Re: [PATCH net 1/2] selftests: netconsole: Add race condition test for userdata corruption

Posted by Andre Carvalho 3 months, 2 weeks ago

Hi Gustavo,

On Mon, Oct 20, 2025 at 02:22:34PM -0700, Gustavo Luiz Duarte wrote:
> This test validates the fix for potential race conditions in the
> netconsole userdata path and serves as a regression test to prevent
> similar issues in the future.

I noticed the test was not added to the TEST_PROGS in the Makefile like other
selftests. Is that intentional? 

You might also need to change the order of the patches in the series to
make sure the test passes in CI.

> +cleanup_children() {
> +	pkill_socat
> +	# Remove the namespace, interfaces and netconsole target
> +	cleanup
> +	kill $child1 $child2 2> /dev/null || true
> +	wait $child1 $child2 2> /dev/null || true
> +}

Calling cleanup before stopping loop_set_userdata causes writing the userdata to
fail.

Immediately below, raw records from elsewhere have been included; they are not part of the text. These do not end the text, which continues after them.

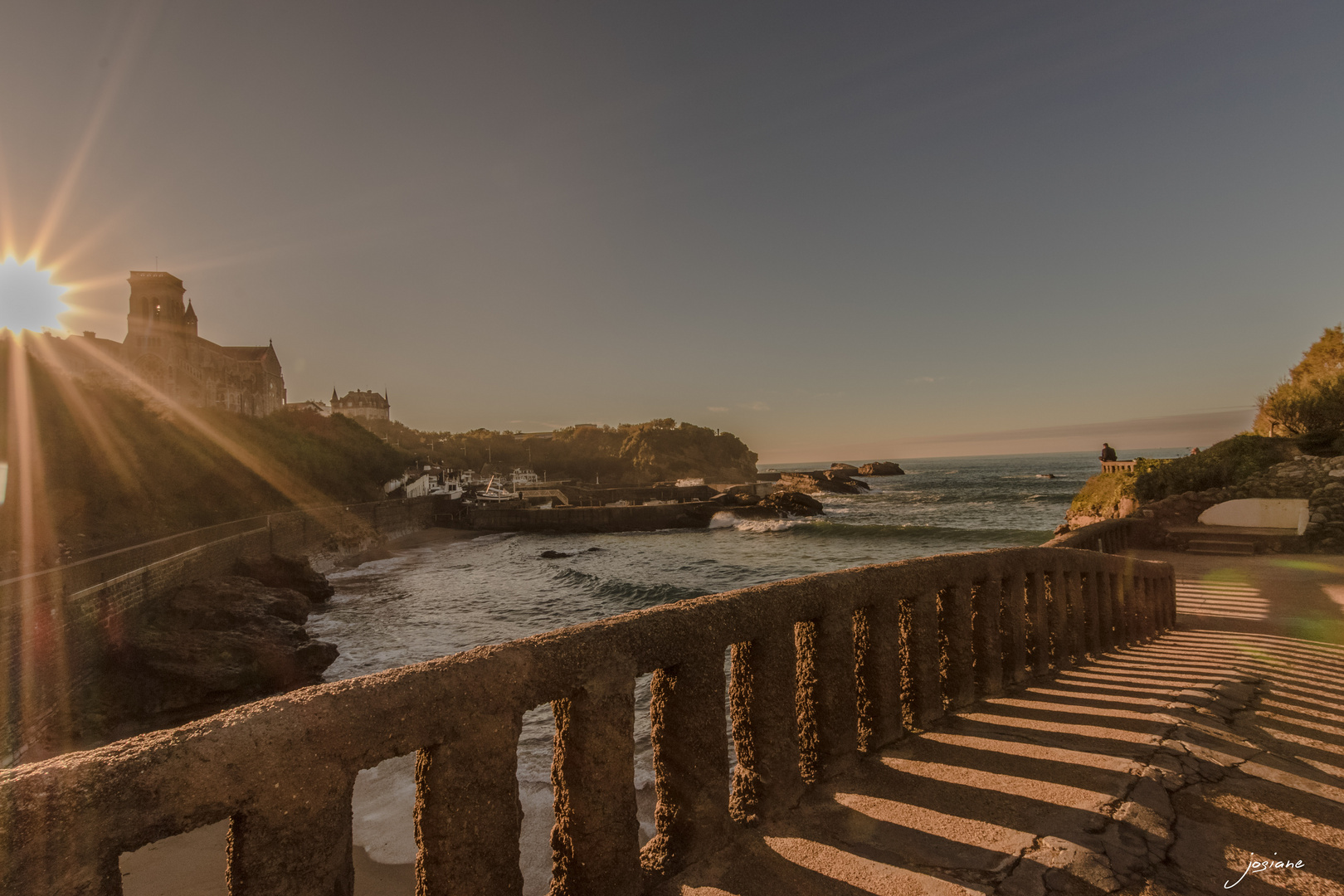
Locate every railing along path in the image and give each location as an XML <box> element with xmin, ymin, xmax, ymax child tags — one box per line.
<box><xmin>0</xmin><ymin>539</ymin><xmax>1175</xmax><ymax>896</ymax></box>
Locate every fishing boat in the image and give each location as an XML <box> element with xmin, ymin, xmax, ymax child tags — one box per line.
<box><xmin>475</xmin><ymin>475</ymin><xmax>519</xmax><ymax>504</ymax></box>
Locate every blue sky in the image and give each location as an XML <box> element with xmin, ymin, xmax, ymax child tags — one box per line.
<box><xmin>0</xmin><ymin>0</ymin><xmax>1344</xmax><ymax>462</ymax></box>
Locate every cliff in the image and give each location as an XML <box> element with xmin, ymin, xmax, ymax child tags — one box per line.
<box><xmin>0</xmin><ymin>338</ymin><xmax>405</xmax><ymax>572</ymax></box>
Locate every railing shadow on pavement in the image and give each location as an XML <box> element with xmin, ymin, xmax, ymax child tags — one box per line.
<box><xmin>0</xmin><ymin>539</ymin><xmax>1175</xmax><ymax>896</ymax></box>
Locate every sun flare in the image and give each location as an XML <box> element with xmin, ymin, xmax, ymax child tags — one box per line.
<box><xmin>0</xmin><ymin>256</ymin><xmax>70</xmax><ymax>334</ymax></box>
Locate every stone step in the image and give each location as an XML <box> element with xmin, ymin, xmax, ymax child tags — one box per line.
<box><xmin>1186</xmin><ymin>538</ymin><xmax>1255</xmax><ymax>556</ymax></box>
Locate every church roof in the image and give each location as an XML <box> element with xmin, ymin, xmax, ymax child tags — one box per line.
<box><xmin>219</xmin><ymin>345</ymin><xmax>270</xmax><ymax>362</ymax></box>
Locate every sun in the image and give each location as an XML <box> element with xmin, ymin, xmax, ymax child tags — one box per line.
<box><xmin>0</xmin><ymin>256</ymin><xmax>70</xmax><ymax>334</ymax></box>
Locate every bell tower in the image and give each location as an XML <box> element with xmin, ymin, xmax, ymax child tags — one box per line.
<box><xmin>124</xmin><ymin>270</ymin><xmax>187</xmax><ymax>348</ymax></box>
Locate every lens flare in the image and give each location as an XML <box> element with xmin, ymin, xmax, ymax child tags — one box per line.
<box><xmin>0</xmin><ymin>256</ymin><xmax>70</xmax><ymax>334</ymax></box>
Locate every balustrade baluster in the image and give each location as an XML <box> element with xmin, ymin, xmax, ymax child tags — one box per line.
<box><xmin>730</xmin><ymin>626</ymin><xmax>802</xmax><ymax>824</ymax></box>
<box><xmin>1144</xmin><ymin>575</ymin><xmax>1161</xmax><ymax>638</ymax></box>
<box><xmin>854</xmin><ymin>601</ymin><xmax>904</xmax><ymax>752</ymax></box>
<box><xmin>971</xmin><ymin>571</ymin><xmax>1004</xmax><ymax>697</ymax></box>
<box><xmin>938</xmin><ymin>580</ymin><xmax>976</xmax><ymax>711</ymax></box>
<box><xmin>1064</xmin><ymin>572</ymin><xmax>1088</xmax><ymax>665</ymax></box>
<box><xmin>551</xmin><ymin>662</ymin><xmax>642</xmax><ymax>896</ymax></box>
<box><xmin>1027</xmin><ymin>570</ymin><xmax>1049</xmax><ymax>675</ymax></box>
<box><xmin>1109</xmin><ymin>572</ymin><xmax>1129</xmax><ymax>647</ymax></box>
<box><xmin>797</xmin><ymin>611</ymin><xmax>859</xmax><ymax>785</ymax></box>
<box><xmin>1082</xmin><ymin>570</ymin><xmax>1105</xmax><ymax>657</ymax></box>
<box><xmin>226</xmin><ymin>763</ymin><xmax>355</xmax><ymax>896</ymax></box>
<box><xmin>902</xmin><ymin>591</ymin><xmax>942</xmax><ymax>728</ymax></box>
<box><xmin>1045</xmin><ymin>567</ymin><xmax>1073</xmax><ymax>670</ymax></box>
<box><xmin>416</xmin><ymin>709</ymin><xmax>523</xmax><ymax>896</ymax></box>
<box><xmin>641</xmin><ymin>650</ymin><xmax>728</xmax><ymax>887</ymax></box>
<box><xmin>1003</xmin><ymin>570</ymin><xmax>1027</xmax><ymax>684</ymax></box>
<box><xmin>1133</xmin><ymin>575</ymin><xmax>1147</xmax><ymax>640</ymax></box>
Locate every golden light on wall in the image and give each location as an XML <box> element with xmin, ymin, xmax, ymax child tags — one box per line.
<box><xmin>0</xmin><ymin>256</ymin><xmax>70</xmax><ymax>334</ymax></box>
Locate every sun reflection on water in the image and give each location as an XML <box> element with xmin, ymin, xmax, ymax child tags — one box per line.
<box><xmin>0</xmin><ymin>256</ymin><xmax>70</xmax><ymax>334</ymax></box>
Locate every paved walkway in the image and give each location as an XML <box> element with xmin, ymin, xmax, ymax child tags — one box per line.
<box><xmin>660</xmin><ymin>552</ymin><xmax>1344</xmax><ymax>896</ymax></box>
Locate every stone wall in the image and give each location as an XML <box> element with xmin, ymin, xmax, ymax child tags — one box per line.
<box><xmin>0</xmin><ymin>548</ymin><xmax>1176</xmax><ymax>896</ymax></box>
<box><xmin>0</xmin><ymin>499</ymin><xmax>433</xmax><ymax>766</ymax></box>
<box><xmin>462</xmin><ymin>501</ymin><xmax>723</xmax><ymax>532</ymax></box>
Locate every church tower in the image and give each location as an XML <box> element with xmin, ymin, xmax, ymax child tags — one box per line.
<box><xmin>124</xmin><ymin>270</ymin><xmax>187</xmax><ymax>351</ymax></box>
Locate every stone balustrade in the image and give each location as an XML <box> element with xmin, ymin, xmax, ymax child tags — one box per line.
<box><xmin>0</xmin><ymin>548</ymin><xmax>1175</xmax><ymax>896</ymax></box>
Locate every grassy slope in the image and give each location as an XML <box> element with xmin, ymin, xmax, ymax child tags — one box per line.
<box><xmin>0</xmin><ymin>341</ymin><xmax>405</xmax><ymax>555</ymax></box>
<box><xmin>357</xmin><ymin>419</ymin><xmax>757</xmax><ymax>485</ymax></box>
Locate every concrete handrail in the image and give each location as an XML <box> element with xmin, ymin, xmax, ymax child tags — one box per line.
<box><xmin>0</xmin><ymin>548</ymin><xmax>1175</xmax><ymax>896</ymax></box>
<box><xmin>1040</xmin><ymin>516</ymin><xmax>1155</xmax><ymax>553</ymax></box>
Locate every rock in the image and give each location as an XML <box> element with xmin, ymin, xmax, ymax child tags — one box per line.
<box><xmin>113</xmin><ymin>577</ymin><xmax>338</xmax><ymax>714</ymax></box>
<box><xmin>234</xmin><ymin>553</ymin><xmax>336</xmax><ymax>603</ymax></box>
<box><xmin>761</xmin><ymin>492</ymin><xmax>822</xmax><ymax>516</ymax></box>
<box><xmin>776</xmin><ymin>470</ymin><xmax>869</xmax><ymax>494</ymax></box>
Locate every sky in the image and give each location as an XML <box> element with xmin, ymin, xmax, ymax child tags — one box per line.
<box><xmin>0</xmin><ymin>0</ymin><xmax>1344</xmax><ymax>464</ymax></box>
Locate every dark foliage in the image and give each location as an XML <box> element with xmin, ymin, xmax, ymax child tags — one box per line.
<box><xmin>1134</xmin><ymin>434</ymin><xmax>1293</xmax><ymax>501</ymax></box>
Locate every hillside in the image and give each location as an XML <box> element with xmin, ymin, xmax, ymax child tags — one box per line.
<box><xmin>0</xmin><ymin>338</ymin><xmax>405</xmax><ymax>568</ymax></box>
<box><xmin>366</xmin><ymin>418</ymin><xmax>757</xmax><ymax>485</ymax></box>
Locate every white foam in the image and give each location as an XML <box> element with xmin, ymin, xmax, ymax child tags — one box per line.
<box><xmin>351</xmin><ymin>753</ymin><xmax>655</xmax><ymax>896</ymax></box>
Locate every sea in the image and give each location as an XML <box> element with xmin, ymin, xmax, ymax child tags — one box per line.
<box><xmin>308</xmin><ymin>449</ymin><xmax>1186</xmax><ymax>894</ymax></box>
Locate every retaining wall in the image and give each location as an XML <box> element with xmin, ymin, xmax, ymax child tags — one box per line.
<box><xmin>461</xmin><ymin>501</ymin><xmax>723</xmax><ymax>532</ymax></box>
<box><xmin>0</xmin><ymin>499</ymin><xmax>433</xmax><ymax>766</ymax></box>
<box><xmin>0</xmin><ymin>548</ymin><xmax>1176</xmax><ymax>896</ymax></box>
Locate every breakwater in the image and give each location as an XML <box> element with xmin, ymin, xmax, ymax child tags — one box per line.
<box><xmin>447</xmin><ymin>501</ymin><xmax>723</xmax><ymax>532</ymax></box>
<box><xmin>0</xmin><ymin>521</ymin><xmax>1175</xmax><ymax>894</ymax></box>
<box><xmin>0</xmin><ymin>499</ymin><xmax>433</xmax><ymax>766</ymax></box>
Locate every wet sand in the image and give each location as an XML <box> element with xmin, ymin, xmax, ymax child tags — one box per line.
<box><xmin>121</xmin><ymin>821</ymin><xmax>416</xmax><ymax>896</ymax></box>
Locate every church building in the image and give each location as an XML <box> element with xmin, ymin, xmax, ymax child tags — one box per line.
<box><xmin>113</xmin><ymin>270</ymin><xmax>285</xmax><ymax>416</ymax></box>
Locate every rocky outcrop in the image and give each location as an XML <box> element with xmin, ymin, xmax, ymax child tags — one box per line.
<box><xmin>234</xmin><ymin>553</ymin><xmax>336</xmax><ymax>603</ymax></box>
<box><xmin>109</xmin><ymin>577</ymin><xmax>338</xmax><ymax>718</ymax></box>
<box><xmin>1140</xmin><ymin>454</ymin><xmax>1344</xmax><ymax>553</ymax></box>
<box><xmin>776</xmin><ymin>470</ymin><xmax>869</xmax><ymax>494</ymax></box>
<box><xmin>758</xmin><ymin>492</ymin><xmax>824</xmax><ymax>516</ymax></box>
<box><xmin>723</xmin><ymin>492</ymin><xmax>825</xmax><ymax>520</ymax></box>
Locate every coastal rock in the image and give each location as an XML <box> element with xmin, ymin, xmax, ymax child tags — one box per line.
<box><xmin>234</xmin><ymin>553</ymin><xmax>336</xmax><ymax>603</ymax></box>
<box><xmin>114</xmin><ymin>577</ymin><xmax>338</xmax><ymax>714</ymax></box>
<box><xmin>759</xmin><ymin>492</ymin><xmax>822</xmax><ymax>516</ymax></box>
<box><xmin>776</xmin><ymin>470</ymin><xmax>869</xmax><ymax>494</ymax></box>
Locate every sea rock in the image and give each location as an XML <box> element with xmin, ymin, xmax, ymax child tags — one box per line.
<box><xmin>113</xmin><ymin>577</ymin><xmax>338</xmax><ymax>714</ymax></box>
<box><xmin>859</xmin><ymin>460</ymin><xmax>906</xmax><ymax>475</ymax></box>
<box><xmin>759</xmin><ymin>492</ymin><xmax>824</xmax><ymax>516</ymax></box>
<box><xmin>234</xmin><ymin>553</ymin><xmax>336</xmax><ymax>603</ymax></box>
<box><xmin>776</xmin><ymin>470</ymin><xmax>869</xmax><ymax>494</ymax></box>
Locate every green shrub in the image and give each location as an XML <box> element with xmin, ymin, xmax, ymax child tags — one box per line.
<box><xmin>1255</xmin><ymin>326</ymin><xmax>1344</xmax><ymax>442</ymax></box>
<box><xmin>1134</xmin><ymin>434</ymin><xmax>1293</xmax><ymax>501</ymax></box>
<box><xmin>1069</xmin><ymin>470</ymin><xmax>1136</xmax><ymax>519</ymax></box>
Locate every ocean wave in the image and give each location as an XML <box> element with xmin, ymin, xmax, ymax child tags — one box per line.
<box><xmin>553</xmin><ymin>567</ymin><xmax>709</xmax><ymax>607</ymax></box>
<box><xmin>709</xmin><ymin>510</ymin><xmax>808</xmax><ymax>532</ymax></box>
<box><xmin>768</xmin><ymin>520</ymin><xmax>1049</xmax><ymax>544</ymax></box>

You might want to move the kill and wait lines to before call to cleanup.
Additionally, shellcheck also suggests wrapping $child1 and $child2 with double
quotes.

Re: [PATCH net 1/2] selftests: netconsole: Add race condition test for userdata corruption

Posted by Gustavo Luiz Duarte 3 months, 2 weeks ago

On Mon, Oct 20, 2025 at 8:14 PM Andre Carvalho <asantostc@gmail.com> wrote:
>
> Hi Gustavo,
>
> On Mon, Oct 20, 2025 at 02:22:34PM -0700, Gustavo Luiz Duarte wrote:
> > This test validates the fix for potential race conditions in the
> > netconsole userdata path and serves as a regression test to prevent
> > similar issues in the future.
>
> I noticed the test was not added to the TEST_PROGS in the Makefile like other
> selftests. Is that intentional?
>
> You might also need to change the order of the patches in the series to
> make sure the test passes in CI.
>
> > +cleanup_children() {
> > +     pkill_socat
> > +     # Remove the namespace, interfaces and netconsole target
> > +     cleanup
> > +     kill $child1 $child2 2> /dev/null || true
> > +     wait $child1 $child2 2> /dev/null || true
> > +}
>
> Calling cleanup before stopping loop_set_userdata causes writing the userdata to
> fail. You might want to move the kill and wait lines to before call to cleanup.
> Additionally, shellcheck also suggests wrapping $child1 and $child2 with double
> quotes.

Thanks for reviewing, Andre! I'm sending v2 with your suggestions.